The function that does the lumping is called `fct_other()`, and it takes as argument the variable to lump and an argument `keep` listing the values to keep or alternatively an argument `drop` listing the values to drop. Since you want to keep only basketball and water polo, use the variant with the `keep` argument.
```{r athletes-sport-lump, exercise = TRUE}
Aus_athletes %>%
filter(sex == "m") %>%
mutate(
sport_lump = ___
) %>%
ggplot(aes(height, bmi, color = sport_lump)) +
geom_point()
```
```{r athletes-sport-lump-hint}
Aus_athletes %>%
filter(sex == "m") %>%
mutate(
sport_lump = fct_other(sport, keep = ___)
) %>%
ggplot(aes(height, bmi, color = sport_lump)) +
geom_point()
```
```{r athletes-sport-lump-solution}
Aus_athletes %>%
filter(sex == "m") %>%
mutate(
sport_lump = fct_other(sport, keep = c("basketball", "water polo"))
) %>%
ggplot(aes(height, bmi, color = sport_lump)) +
geom_point()
```
Now use the variant of the `fct_other()` function with the `drop` argument. Drop field, rowing, and tennis from the sports considered individually.
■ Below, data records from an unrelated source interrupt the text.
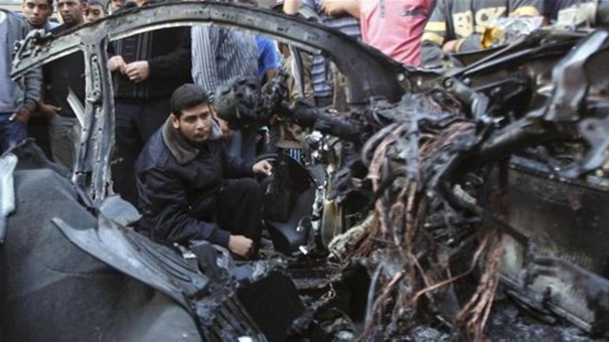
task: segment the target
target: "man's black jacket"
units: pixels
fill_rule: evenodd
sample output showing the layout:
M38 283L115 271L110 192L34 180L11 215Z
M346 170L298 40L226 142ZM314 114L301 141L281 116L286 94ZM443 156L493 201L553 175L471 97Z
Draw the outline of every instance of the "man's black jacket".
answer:
M227 246L230 233L205 221L224 178L252 176L252 164L224 152L219 127L195 147L169 120L152 136L136 164L140 227L165 243L206 240Z
M151 0L144 6L166 2ZM132 1L116 12L137 8ZM114 96L122 101L169 99L174 91L191 82L190 27L168 27L128 37L112 42L110 55L122 56L128 64L148 61L150 75L136 83L119 72L114 73Z

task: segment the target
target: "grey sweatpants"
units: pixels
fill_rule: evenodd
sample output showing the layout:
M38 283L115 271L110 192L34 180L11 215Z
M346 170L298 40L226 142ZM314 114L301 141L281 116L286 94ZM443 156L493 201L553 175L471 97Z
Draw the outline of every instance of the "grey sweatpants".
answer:
M49 120L49 140L53 160L73 170L80 136L80 124L76 117L60 115L51 117Z

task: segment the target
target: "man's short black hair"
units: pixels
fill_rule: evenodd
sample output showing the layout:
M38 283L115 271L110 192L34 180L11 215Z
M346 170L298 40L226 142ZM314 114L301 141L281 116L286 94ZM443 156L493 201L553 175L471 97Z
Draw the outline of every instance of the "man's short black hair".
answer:
M176 89L171 95L169 106L171 113L179 118L182 111L203 103L209 102L209 97L200 86L186 83Z
M102 8L102 10L104 11L104 13L108 14L106 7L104 5L104 4L102 4L101 1L99 1L99 0L88 0L87 2L90 6L99 6Z
M46 3L49 5L49 7L52 9L53 8L53 1L54 0L46 0ZM26 0L23 0L23 2L25 2Z

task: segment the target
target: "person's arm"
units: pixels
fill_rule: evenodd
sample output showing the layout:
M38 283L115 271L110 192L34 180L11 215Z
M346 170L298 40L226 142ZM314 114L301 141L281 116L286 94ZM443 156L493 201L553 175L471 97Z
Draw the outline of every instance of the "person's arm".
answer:
M283 13L295 15L300 9L300 0L285 0L283 2Z
M138 190L143 193L143 198L150 208L144 214L150 220L155 237L170 243L205 240L228 247L228 231L220 229L215 223L200 221L189 215L185 185L175 176L165 170L152 169L139 176L138 182Z
M322 8L331 16L347 14L359 19L359 0L323 0Z
M281 66L279 63L279 49L274 41L269 40L262 49L261 58L264 66L264 73L268 82L275 77L277 69Z
M425 26L421 38L421 64L423 66L439 65L442 47L447 37L446 7L444 0L438 0L435 8ZM452 44L452 43L451 43ZM448 46L447 47L449 47Z
M148 59L150 79L180 77L189 79L191 72L191 34L187 27L174 30L172 37L180 41L173 51Z
M191 29L192 41L192 79L203 87L210 99L219 85L216 52L219 45L217 32L219 29L208 26L195 26Z
M18 120L27 123L40 100L42 87L42 71L40 68L37 68L26 74L21 85L24 96L23 106L15 114Z
M544 11L543 0L510 0L511 17L539 16Z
```{r athletes-sport-lump2, exercise = TRUE}
```
```{r athletes-sport-lump2-hint}
Aus_athletes %>%
filter(sex == "m") %>%
mutate(
sport_lump = fct_other(sport, drop = ___)
) %>%
ggplot(aes(height, bmi, color = sport_lump)) +
geom_point()
```
```{r athletes-sport-lump2-solution}
Aus_athletes %>%
filter(sex == "m") %>%
mutate(
sport_lump = fct_other(sport, drop = c("field", "rowing", "tennis"))
) %>%
ggplot(aes(height, bmi, color = sport_lump)) +
geom_point()
```
Finally, try other lumping functions also. For example, the function `fct_lump_n()` retains the *n* most frequent levels and lump all others into `"Other"`. See if you can create a meaningful example with the `Aus_athletes` dataset that uses the `fct_lump_n()` function. *Hint:* Try to make a bar plot, similar to the one we made in the section on reordering based on frequency.